Maggio v. Zeitz (In re Luma Camera Serv., Inc.),
Other courts have held that the enactment of the Bankruptcy Code altered the pre-Code possession requirements. Under the current Bankruptcy Code, turnover proceedings are no longer “judicial innovations,” but are codified in § 542. Section 542(a) modifies prior judicial opinions to the extent that it expressly permits a trustee to recover “the value” of the property, in addition to the property itself, from one who possessed the property “during the case.”
See
11 U.S.C. § 542(a). Recognizing this statutory language, several courts have held that present possession is no longer a prerequisite to turnover liability.
See, e.g., Beaman v. Vandeventer Black, LLP (In re Shearin),
The fact that approximately $717 of the Debtors' federal tax refund may have been retained by Attorney Beck in satisfaction of outstanding attorney’s fees, and thus was not in the Debtors’ possession at the time of the turnover action, does not defeat the Trustee’s right to recover the full amount of the tax refund from the Debtors. The Debtors do not dispute that the refund is property of their bankruptcy estate and that they had possession of the full refund during the pendency of their bankruptcy case. Although one may be sympathetic to the Debtors’ plight, the law provides the Debtors no valid defense to the Trustee’s Motion.
V. CONCLUSION
For the reasons stated, the bankruptcy court’s turnover order is AFFIRMED.
Notes
. This bankruptcy case predates the Bankruptcy Abuse Prevention and Consumer Protection Act ("BAPCPA”), which generally became effective on October 17, 2005. Unless stated to the contrary, all future statutory references are to the pre-BAPCPA Bankruptcy Code, 11 U.S.C. § 101-1330, e.g., "§_”
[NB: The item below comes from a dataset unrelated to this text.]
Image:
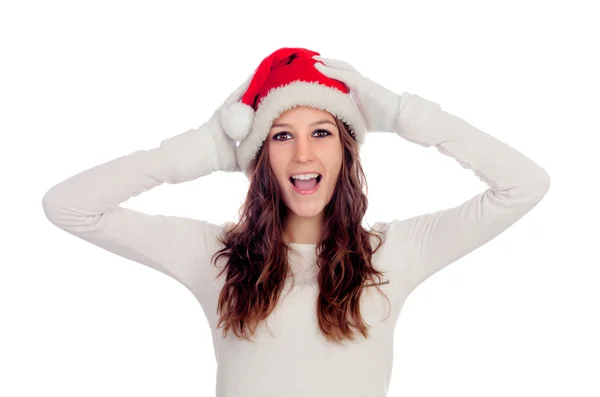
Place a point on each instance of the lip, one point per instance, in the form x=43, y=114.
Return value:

. Although the Debtors produced a copy of a check showing that they paid Attorney Beck $1,829.93 on October 3, 2005, a "Trust Disbursement Statement” prepared by Attorney Beck shows that only $1,434.93 was being held in Attorney Beck’s trust account as of December 22, 2005.
. As noted previously, the total amount of the Debtors’ 2004 federal income tax refund was $3,429.93. Of this amount, $87.93 was interest paid to the Debtors by the United States Internal Revenue Service. (J.A. at 28.) The Trustee sought, and the bankruptcy court ordered, notwithstanding § 541(a)(6), turnover of only the principal amount of the refund, $3,342.
. Ohio law allows each Debtor a $400 cash and $400 wild card exemption. See Ohio Revised Code §§ 2329.66(A)(4)(a) and (A)(18). The bankruptcy court applied these exemptions to the funds that were in the Debtors' bank account at the time their case was filed, thereby leaving no remaining amount to be used to exempt the tax refunds.
. If the Debtors seek relief against Attorney Beck in the bankruptcy court, one inquiry might be whether he made a proper disclosure of any fees received postpetition. See Fed. R. Bankr.P.2016.
. In an unpublished decision issued after the enactment of the Bankruptcy Code, the Sixth Circuit Court of Appeals has suggested, at least in passing, that possession or control of property continues to be a prerequisite to turnover liability.
See Camall Co. v. Steadfast Ins. Co. (In re Camall Co.),
. In a previous decision, the Fourth Circuit Court of Appeals had suggested that present possession of property or its proceeds was a prerequisite for turnover.